Have you ever looked at a picture that filled your heart with so much love that it made you catch your breath? This is mine. THIS is my boy. THIS is his essence. This is a moment that I want to hold forever in my memory. My boy, at the last of our weekly coffee dates that we’ve held for four years.
The Spring has flown by, and my thoughts have been so disorganized that there has been no moment to write about everything going on. I’m so caught up in my head that I’ve even found it hard to lose myself on a run. I’m not enjoying myself, I’m just compiling another To Do List in my head.
It’s like this every year for the last few weeks of school, but it still catches me flat-footed. I’ve told my son to just take it all in, and enjoy the last few weeks at our beloved elementary school. But I haven’t taken my own advice. We’re in triage mode, in “drink from the firehose” mode (my favorite saying from my friend Morgan). We are in “check another event/meeting/party off the list” mode.
And today was possibly the one item on the list I’ve been dreading the most – the last time my soon-to-be middle schooler and I would go on our weekly coffee date, our standing one-on-one time that we’ve enjoyed for four years. (“Oh, There is My Mind”).
It’s not a sad event. But it’s a melancholy one. Things are changing, and I believe you should acknowledge and appreciate the change as it happens. So I knew it was on the calendar, and I ticked off a mental countdown of our remaining coffee dates as they winded down.

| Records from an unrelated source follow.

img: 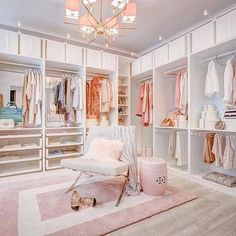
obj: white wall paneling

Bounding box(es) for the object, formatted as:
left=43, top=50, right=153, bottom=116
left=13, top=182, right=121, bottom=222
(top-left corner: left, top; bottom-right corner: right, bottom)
left=141, top=52, right=153, bottom=73
left=216, top=10, right=236, bottom=43
left=20, top=34, right=42, bottom=58
left=154, top=44, right=169, bottom=68
left=169, top=35, right=187, bottom=62
left=66, top=44, right=83, bottom=65
left=45, top=40, right=66, bottom=62
left=0, top=29, right=18, bottom=54
left=191, top=21, right=215, bottom=53
left=86, top=49, right=102, bottom=68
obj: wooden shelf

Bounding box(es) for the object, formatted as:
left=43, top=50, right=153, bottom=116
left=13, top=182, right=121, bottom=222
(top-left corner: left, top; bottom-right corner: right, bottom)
left=46, top=132, right=84, bottom=137
left=46, top=142, right=83, bottom=148
left=0, top=157, right=42, bottom=165
left=0, top=146, right=42, bottom=152
left=46, top=152, right=83, bottom=159
left=0, top=134, right=42, bottom=139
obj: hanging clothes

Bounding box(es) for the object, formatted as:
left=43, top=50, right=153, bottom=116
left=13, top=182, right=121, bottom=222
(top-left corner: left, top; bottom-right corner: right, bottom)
left=22, top=71, right=43, bottom=126
left=205, top=60, right=220, bottom=97
left=223, top=136, right=236, bottom=169
left=212, top=134, right=225, bottom=167
left=203, top=133, right=215, bottom=164
left=86, top=77, right=115, bottom=119
left=175, top=71, right=188, bottom=114
left=136, top=82, right=153, bottom=126
left=224, top=59, right=234, bottom=103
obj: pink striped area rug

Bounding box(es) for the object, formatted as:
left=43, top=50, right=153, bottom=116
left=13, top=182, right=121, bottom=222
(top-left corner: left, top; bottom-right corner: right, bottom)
left=0, top=172, right=196, bottom=236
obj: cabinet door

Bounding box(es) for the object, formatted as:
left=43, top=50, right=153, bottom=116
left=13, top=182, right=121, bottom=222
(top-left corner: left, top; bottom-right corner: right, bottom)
left=102, top=52, right=117, bottom=71
left=141, top=52, right=153, bottom=72
left=169, top=35, right=187, bottom=62
left=66, top=44, right=83, bottom=65
left=0, top=29, right=18, bottom=54
left=192, top=22, right=215, bottom=53
left=132, top=58, right=141, bottom=76
left=86, top=49, right=102, bottom=69
left=20, top=34, right=41, bottom=58
left=46, top=40, right=66, bottom=62
left=155, top=44, right=169, bottom=67
left=216, top=10, right=236, bottom=43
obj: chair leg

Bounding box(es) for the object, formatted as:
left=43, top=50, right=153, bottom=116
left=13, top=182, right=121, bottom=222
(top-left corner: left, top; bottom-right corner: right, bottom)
left=116, top=176, right=128, bottom=207
left=65, top=172, right=83, bottom=193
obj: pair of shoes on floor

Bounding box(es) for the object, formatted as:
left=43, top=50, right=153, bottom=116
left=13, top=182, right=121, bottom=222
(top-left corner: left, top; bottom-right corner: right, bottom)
left=71, top=191, right=97, bottom=211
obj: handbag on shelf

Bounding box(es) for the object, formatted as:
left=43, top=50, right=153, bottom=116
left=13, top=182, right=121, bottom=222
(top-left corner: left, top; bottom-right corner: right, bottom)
left=0, top=102, right=23, bottom=123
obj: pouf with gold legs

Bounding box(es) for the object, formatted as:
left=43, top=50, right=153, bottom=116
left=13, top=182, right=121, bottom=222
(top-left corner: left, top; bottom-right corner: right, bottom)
left=140, top=157, right=167, bottom=196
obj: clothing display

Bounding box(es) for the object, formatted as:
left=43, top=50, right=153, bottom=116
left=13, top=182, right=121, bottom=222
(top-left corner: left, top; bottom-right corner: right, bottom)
left=175, top=71, right=188, bottom=115
left=22, top=71, right=43, bottom=126
left=168, top=131, right=188, bottom=166
left=204, top=133, right=236, bottom=169
left=136, top=82, right=153, bottom=126
left=47, top=74, right=83, bottom=124
left=86, top=77, right=115, bottom=119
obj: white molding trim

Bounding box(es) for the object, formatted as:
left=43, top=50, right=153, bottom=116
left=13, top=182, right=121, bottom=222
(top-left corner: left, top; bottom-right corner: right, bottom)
left=137, top=4, right=236, bottom=57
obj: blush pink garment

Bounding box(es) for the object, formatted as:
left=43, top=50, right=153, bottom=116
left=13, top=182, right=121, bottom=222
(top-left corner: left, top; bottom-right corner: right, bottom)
left=136, top=84, right=144, bottom=116
left=175, top=73, right=181, bottom=109
left=140, top=157, right=167, bottom=196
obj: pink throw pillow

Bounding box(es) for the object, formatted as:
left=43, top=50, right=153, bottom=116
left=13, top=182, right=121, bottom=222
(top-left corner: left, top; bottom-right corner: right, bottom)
left=85, top=138, right=124, bottom=161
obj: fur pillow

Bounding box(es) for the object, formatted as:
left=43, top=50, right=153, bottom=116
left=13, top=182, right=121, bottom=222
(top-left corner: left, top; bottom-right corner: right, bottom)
left=85, top=138, right=124, bottom=161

And then suddenly, today was here. He bought his usual donut, and I had my usual latte. We kept it light hearted. We chatted about small stuff. We wrote in the journal that we’ve kept this year. All in all, I held it together pretty well. I thought I would choke up with tears, but I didn’t. That is, not until I dropped him off, watched him walk into school, and I turned on the car radio. And there it was – “Alive”, by my band. There is really no other song that could come on at that moment. And as much as I’ve come to expect it at moments when I’m lost in my head….as much as I rely on the shuffle gods to bring music to me when I need it, I was still surprised. I actually said so out loud – “REALLY?“
My song. Pearl Jam’s breakthrough single, “Alive”. It’s spanned the last 20+ years of my life, as I’ve gone from college student to law student, to lawyer, to wife and mother. (“Alive, Encore Break”). If I was younger and hipper, I might describe it my ‘jam’. But I’m old and the song is too, so I’ve just grown to think of it as my theme song. My anthem. It shows up when I need it.
Of COURSE this is the song that comes on. When I think now about the poignant times it has shown up in the past, the crises of those times seem very far away. Just like this one will someday. Then, as now, I embraced the changes and made it through.
So I suppose that if the (Pearl Jam) universe could answer my question in the car, that answer would be – “Yes, REALLY“. It knew that I needed a little nudge to remind me that everything works out, and that as things change and life keeps moving forward, I’ll always have music to help me through.